Food Industry Initiative Highlights How Little The FDA Knows About What’s In Our Food

For decades, the food industry has been able to use ingredients that are “generally recognized as safe” (GRAS) without approval from the FDA. When first used in the ’50s, this was intended to apply to ingredients, like vegetable oils and vinegars, where an additive’s safety is common knowledge, but in 1997, a backlogged FDA allowed food companies to merely submit their GRAS findings instead of the supporting data, creating a loophole the food industry has exploited to include a vast number of chemical ingredients that manufacturers claim are safe but which don’t go through a rigorous approval process. Feeling pressure from the public to pull back the veil on the GRAS process and its ingredients, the food industry announced a transparency initiative yesterday that may be a step in the right direction, but highlights just how little the FDA seems to care about the “F” part of its name.

Yesterday, the Grocery Manufacturer Association, a trade group representing hundreds of the nation’s biggest food and beverage makers, announced a five-part initiative aimed at removing some of the mystery from the GRAS process and ingredients.

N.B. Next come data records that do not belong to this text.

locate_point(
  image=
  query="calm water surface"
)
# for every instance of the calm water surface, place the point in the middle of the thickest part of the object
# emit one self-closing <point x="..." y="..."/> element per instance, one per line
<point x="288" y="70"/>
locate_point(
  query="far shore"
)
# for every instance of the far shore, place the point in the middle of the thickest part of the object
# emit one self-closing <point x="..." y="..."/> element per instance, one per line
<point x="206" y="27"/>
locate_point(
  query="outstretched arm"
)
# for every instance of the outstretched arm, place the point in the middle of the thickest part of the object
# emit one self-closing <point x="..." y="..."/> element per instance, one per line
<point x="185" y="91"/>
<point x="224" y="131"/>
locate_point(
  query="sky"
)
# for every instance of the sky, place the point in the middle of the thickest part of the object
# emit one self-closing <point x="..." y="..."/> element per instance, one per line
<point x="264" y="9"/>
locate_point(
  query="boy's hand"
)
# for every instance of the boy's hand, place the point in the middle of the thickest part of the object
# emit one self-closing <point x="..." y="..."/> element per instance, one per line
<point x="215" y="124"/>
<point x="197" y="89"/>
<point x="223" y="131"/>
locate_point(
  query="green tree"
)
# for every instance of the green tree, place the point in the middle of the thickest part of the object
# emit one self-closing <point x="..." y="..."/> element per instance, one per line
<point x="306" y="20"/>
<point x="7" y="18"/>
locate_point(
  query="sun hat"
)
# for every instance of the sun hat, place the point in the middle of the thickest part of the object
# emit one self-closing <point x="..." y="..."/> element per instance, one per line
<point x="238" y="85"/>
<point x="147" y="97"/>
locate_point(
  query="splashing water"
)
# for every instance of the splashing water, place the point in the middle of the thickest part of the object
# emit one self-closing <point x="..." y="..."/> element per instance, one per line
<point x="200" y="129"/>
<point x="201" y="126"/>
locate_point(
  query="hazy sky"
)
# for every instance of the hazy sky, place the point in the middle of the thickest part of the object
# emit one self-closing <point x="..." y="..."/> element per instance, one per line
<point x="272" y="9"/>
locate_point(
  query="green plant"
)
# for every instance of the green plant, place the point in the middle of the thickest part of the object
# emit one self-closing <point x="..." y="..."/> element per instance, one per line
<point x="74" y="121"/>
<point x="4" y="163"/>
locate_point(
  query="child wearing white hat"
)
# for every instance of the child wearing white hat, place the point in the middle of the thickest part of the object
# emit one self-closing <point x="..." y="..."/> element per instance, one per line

Among the key items in that plan is a new GMA-sponsored database that will list information on all GRAS assessments conducted by the food industry. So now, after 17 years of letting the food industry pretty much do what it wanted so long as it promised to be safe, the FDA will be able to see what these companies have been up to.

“FDA has become too reliant on the corporations’ own safety evaluations,” says Laura MacCleery, Chief Regulatory Affairs Attorney at the Center for Science in the Public Interest, who adds that companies rarely follow existing FDA guidance on how to conduct studies to determine if an ingredient is safe. “A voluntary submission fails to fix the core problem, which is that there are no appropriately stringent scientific standards for companies’ private safety determinations on food additives, and insufficient review and oversight of those evaluations.”

Tom Neltner of the Natural Resources Defense Council, which has also been critical of the GRAS process tells Politico that the GMA initiative, is “certainly a step forward,” but adds that the NRDC thinks the FDA should be responsible for reviewing or signing off on new food additives, rather than continuing to allow the industry to decide for itself.

“That this is seen as a step forward neatly illustrates the dysfunction built into the current system,” says MacCleery. “It is outrageous that FDA doesn’t already have the identity, much less the safety data, of all substances added to the nation’s food supply.”

What remains to be seen is how transparent this database will be to consumers, who should have the ability to judge the science for themselves. The GMA announcement said it will be made available to the FDA and to stakeholders, which implies that only certain parties will have easy access to the GRAS information.